Abu Jar uses black magic and jin to destroy anyone who does not follow his teachings. This forces Sakinah to search for Ustaz Adam. The arrival of Ustaz Adam from the village across drive Abu Jar mad. Adam was not only surprised by what happened to the Sakinah family but also with the deviant teachings of Abu Jar who deflected the faith of the Muslims in the village.

== Cast ==
- Syamsul Yusof as Ustaz Adam
- Maya Karin as Sakinah
- Fizz Fairuz as Ustaz Azman
- Nasir Bilal Khan as Abu Jar
- Mawi as Azhar
- Fauzi Nawawi as Umar
- Rahim Razali as Rahim
- Namron as Rahman
- Roslan Salleh as Imam Malik
- Ku Faridah as Salmah
- Nur Zara Sofia as Aina
- Weni Panca as Mystery Black Woman

==Production==
The film was officially announced in April 2016, two months after the release of the first film. In March 2017, Nabila Huda announced her departure from being the cast members of Munafik 2 due to scheduling conflicts. Syamsul announced that Maya Karin will be joined cast members and being chosen to cast as Sakinah. Nasir Bilal Khan, best known for television roles was cast as Abu Jar, a Muslim deviant cult leader; Munafik 2 was his second film with Syamsul after Bohsia: Jangan Pilih Jalan Hitam (2009). Fauzi Nawawi was cast as Umar, Abu Jar's right-hand man; For this film, he took his mother's advice before taking the role.

The filming budget was estimated at RM2.8 million compared to its predecessor's filming cost which estimated at RM1.5 million. Principal photography began on 20 March 2017 in various places including Kuala Lumpur, Klang Valley as well as Chini Lake in Pahang and filming wrapped on 30 May 2017.

== Release ==
===Reception===
Munafik 2 was released on 30 August 2018 in Malaysia and in Indonesia on 26 September 2018.

The film grossed RM2.05 million on the official opening day, thus overcoming Mamat Khalid’s horror comedy Hantu Kak Limah which only collected RM650,000. Munafik 2 grossed more than RM3.6 million on its first day of official premiere and successfully managed to top the GSC movie charts, behind over five other films including The Equalizer 2, Crazy Rich Asians and Hantu Kak Limah 3. The film succeeded in creating a distinctive history in the Malay film industry when it collected box-office gross RM 21.6 million within four days, against its predecessor.
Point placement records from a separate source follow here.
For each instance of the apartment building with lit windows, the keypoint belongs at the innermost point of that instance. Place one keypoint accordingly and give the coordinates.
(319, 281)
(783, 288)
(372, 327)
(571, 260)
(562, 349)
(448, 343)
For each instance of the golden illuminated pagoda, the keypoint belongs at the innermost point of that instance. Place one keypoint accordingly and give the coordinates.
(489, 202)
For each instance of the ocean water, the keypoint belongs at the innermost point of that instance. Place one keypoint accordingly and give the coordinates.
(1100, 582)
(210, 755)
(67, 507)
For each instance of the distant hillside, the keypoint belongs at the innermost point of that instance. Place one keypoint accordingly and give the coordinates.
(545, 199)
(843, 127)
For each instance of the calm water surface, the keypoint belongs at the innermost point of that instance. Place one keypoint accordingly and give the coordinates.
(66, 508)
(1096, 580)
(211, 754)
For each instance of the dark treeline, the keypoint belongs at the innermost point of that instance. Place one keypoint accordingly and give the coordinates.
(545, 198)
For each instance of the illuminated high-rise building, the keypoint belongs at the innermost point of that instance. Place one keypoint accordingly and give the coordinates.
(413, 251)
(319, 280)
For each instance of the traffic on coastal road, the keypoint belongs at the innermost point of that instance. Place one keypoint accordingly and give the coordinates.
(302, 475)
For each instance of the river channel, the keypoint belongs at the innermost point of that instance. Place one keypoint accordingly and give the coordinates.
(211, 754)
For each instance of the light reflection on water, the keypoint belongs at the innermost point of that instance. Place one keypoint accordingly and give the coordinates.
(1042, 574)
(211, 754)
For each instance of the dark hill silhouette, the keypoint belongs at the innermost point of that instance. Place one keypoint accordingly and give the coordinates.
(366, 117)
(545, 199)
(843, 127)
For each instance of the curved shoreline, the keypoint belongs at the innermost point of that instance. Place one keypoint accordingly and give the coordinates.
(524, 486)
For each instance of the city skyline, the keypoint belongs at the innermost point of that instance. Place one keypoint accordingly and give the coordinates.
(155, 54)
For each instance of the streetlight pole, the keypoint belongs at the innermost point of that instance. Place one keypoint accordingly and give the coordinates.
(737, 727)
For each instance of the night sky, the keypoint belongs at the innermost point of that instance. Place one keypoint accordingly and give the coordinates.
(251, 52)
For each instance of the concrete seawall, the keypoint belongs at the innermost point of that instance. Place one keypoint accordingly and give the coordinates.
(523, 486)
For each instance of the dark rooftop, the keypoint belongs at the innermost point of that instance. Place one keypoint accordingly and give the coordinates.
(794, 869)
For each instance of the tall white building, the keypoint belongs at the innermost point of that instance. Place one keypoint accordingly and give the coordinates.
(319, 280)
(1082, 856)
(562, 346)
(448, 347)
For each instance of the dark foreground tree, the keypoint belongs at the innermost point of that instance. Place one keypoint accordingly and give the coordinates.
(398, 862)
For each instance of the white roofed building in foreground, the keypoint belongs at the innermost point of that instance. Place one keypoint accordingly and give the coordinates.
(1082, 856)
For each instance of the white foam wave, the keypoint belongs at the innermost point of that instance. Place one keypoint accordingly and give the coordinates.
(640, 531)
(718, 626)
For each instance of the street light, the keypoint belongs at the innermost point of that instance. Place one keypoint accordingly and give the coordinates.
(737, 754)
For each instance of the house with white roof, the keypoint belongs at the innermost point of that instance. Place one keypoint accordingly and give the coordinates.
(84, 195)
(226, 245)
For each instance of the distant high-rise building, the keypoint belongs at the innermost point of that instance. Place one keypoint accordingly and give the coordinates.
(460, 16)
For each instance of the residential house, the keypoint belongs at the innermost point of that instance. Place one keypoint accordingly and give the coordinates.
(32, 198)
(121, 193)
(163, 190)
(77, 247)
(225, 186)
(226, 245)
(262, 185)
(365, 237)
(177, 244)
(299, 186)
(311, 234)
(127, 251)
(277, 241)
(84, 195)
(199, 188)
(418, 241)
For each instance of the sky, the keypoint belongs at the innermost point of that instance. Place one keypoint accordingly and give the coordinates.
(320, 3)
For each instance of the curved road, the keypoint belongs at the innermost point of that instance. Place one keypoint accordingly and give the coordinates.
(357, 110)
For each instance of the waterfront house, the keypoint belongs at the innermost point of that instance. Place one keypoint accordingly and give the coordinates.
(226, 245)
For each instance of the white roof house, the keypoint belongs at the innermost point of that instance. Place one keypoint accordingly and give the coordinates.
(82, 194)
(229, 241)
Munafik 2 managed to garner a record high of RM30 million within 10 days, compared to the predecessor which earned RM 17.04 million. As of September 2018, the film managed to collect RM35 million gross, much higher than its predecessor as well as Hantu Kak Limah. As of November 2018, Munafik 2 garnered box office gross a total of RM48 million for Malaysia, Brunei, Singapore and Indonesia with RM37.74 million to within Malaysia at that time.

===Media release===
Beginning 1 May 2019, Munafik 2 is available for streaming at Netflix.

== Sequel ==
When asked about the sequel to Munafik 2, Syamsul said he did not rule out the possibility of directing the third film and planned to make it a media franchise. He said in an interview with Utusan Malaysia: "The script for the third Munafik film has yet to be completed but I have a plot in mind. I’ve always had plans to make Munafik a trilogy since the first film in 2016," (Note: Original: "Skrip untuk naskhah ketiga Munafik belum siap sepenuhnya. Namun, saya sudah ada bayangan jalan cerita yang sentiasa berlegar-legar di fikiran. Rancangan untuk menghasilkan Munafik dalam bentuk trilogi sudah ada sejak pembikinan naskhah pertama pada 2016 lagi,") He later confirms that the third sequel, Munafik 3 will began filming in 2019. Though the film is originally planned to be released in 2020, however, the anticipated film did not materialise due to the ongoing COVID-19 pandemic.